Approximately 20 million American households have incomes between 133 to 400 percent of the federal poverty level. These households qualify for subsidized insurance if they purchase coverage through Health Benefit Exchanges. These levels translate to household incomes of up to $44,000 a year for an individual and $90,000 for a family of four.  

In addition, Medicaid eligibility has expanded to incomes up to 133 percent of the federal poverty level.

“The goal under ACA is to have people pay less than 10 percent of their income for their health insurance,” Short said.

Short added that CDA has advocated for pediatric oral health benefits to be included in the list of essential benefits that must be covered in order for plans to be certified and offered in the Exchanges and Medicaid state plans.

“It’s estimated that approximately 1 million more California children will get coverage under health care reform and pediatric dental benefits are included,” Short said. “The mandatory coverage does not extend to adults, but CDA has been working with the state’s Exchange, Covered California, to establish the option for adults to purchase oral health care coverage in the Exchange in 2015.”

For employers, mandates under ACA require businesses with more than 200 employees to enroll each employee in a health insurance plan that includes pediatric oral health benefits. Small businesses of less than 25 employees that offer health benefits to employees may be eligible for tax credits for at least two years.

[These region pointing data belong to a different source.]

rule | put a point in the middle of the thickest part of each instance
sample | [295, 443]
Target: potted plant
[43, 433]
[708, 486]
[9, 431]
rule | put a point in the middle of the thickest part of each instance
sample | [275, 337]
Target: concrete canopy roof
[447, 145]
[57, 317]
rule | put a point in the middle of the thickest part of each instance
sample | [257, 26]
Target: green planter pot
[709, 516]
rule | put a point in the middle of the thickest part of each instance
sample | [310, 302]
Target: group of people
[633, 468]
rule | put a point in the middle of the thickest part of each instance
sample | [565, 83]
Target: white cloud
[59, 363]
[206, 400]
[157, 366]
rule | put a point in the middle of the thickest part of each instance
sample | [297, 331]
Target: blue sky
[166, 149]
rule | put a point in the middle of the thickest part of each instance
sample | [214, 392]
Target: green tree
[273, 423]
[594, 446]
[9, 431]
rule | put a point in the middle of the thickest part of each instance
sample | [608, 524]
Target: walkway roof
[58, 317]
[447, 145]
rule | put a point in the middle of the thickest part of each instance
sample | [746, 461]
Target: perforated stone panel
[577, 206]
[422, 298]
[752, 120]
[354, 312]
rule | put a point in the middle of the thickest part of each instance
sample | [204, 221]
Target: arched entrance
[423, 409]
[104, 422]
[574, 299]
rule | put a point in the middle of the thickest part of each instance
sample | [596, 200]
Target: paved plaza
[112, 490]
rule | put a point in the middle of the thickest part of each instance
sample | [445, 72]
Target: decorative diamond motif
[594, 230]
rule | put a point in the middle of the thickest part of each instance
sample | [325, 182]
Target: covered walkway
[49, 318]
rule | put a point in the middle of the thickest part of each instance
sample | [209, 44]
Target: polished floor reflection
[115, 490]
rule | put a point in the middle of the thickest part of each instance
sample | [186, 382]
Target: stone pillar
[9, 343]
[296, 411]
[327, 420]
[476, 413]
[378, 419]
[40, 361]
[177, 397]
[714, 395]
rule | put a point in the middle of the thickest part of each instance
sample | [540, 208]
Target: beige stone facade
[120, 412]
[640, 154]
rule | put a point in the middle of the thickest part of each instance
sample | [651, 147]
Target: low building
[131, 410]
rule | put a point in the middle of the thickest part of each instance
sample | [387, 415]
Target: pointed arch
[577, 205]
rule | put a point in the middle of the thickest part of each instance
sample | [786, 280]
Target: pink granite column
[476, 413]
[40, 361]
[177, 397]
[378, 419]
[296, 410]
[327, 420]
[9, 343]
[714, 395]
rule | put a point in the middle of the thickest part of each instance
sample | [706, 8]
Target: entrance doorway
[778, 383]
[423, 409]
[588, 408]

While mentioning that the market structures and coverage mandates within the ACA have caused some health premiums to rise, Short noted that there are provisions in the ACA designed to curtail large rate increases because the new law requires that independent experts and regulators review proposed increases to monitor if they are reasonable. In addition, medical loss ratio provisions instituted in the ACA require health plans to provide at least 80 percent of their premium revenue to actual patient care or provide rebates to consumers, which increases the value to consumers of their premium dollar.

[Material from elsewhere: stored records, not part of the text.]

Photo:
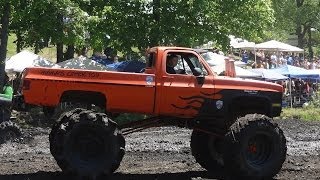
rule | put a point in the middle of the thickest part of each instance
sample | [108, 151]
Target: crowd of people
[269, 60]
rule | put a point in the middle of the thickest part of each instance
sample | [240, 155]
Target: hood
[224, 82]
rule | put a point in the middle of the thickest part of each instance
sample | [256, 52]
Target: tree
[5, 16]
[299, 17]
[186, 23]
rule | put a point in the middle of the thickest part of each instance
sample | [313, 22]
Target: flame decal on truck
[203, 103]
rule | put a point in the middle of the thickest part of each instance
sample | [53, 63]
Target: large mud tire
[86, 144]
[205, 149]
[9, 131]
[254, 148]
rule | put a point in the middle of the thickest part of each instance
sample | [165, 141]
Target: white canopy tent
[24, 59]
[240, 72]
[244, 45]
[274, 45]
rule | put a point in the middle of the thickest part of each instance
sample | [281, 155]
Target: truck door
[184, 93]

“One study commissioned by Covered California indicated families earning more than $90,000 a year are likely to pay more for their coverage,” said Short. “Low-income Californians who have been unable to afford insurance are the ones who will benefit the most from the law, and that many middle-income consumers will likely see lower rates.”

The provisions of the ACA also enhance oral disease prevention, including funding of school-based health centers in which half of the $30 million allocated by the federal government has gone to California, funding:

  • Oral health prevention education campaign.
  • Research-based dental caries disease management.
  • School-based health center funding.
  • School-based dental sealant programs.

There are also oral health provisions in the ACA related to workforce, including $3 million to support oral health education programs that train future faculty in general, pediatric, public health or dental hygiene, which will increase training capacity in dentistry programs. Other provisions include:

  • National health care workforce commission.
  • HRSA competitive workforce grants.
  • Loan forgiveness programs.
  • Workforce grants for alternative providers.

Short summarized the Covered California policy decisions that still need to be made regarding dental benefits such as incorporating oral health care benefits into comprehensive medical insurance policies, and creating an option for adults or families as a whole to purchase coverage through the Exchange when purchasing the essential pediatric dental benefits.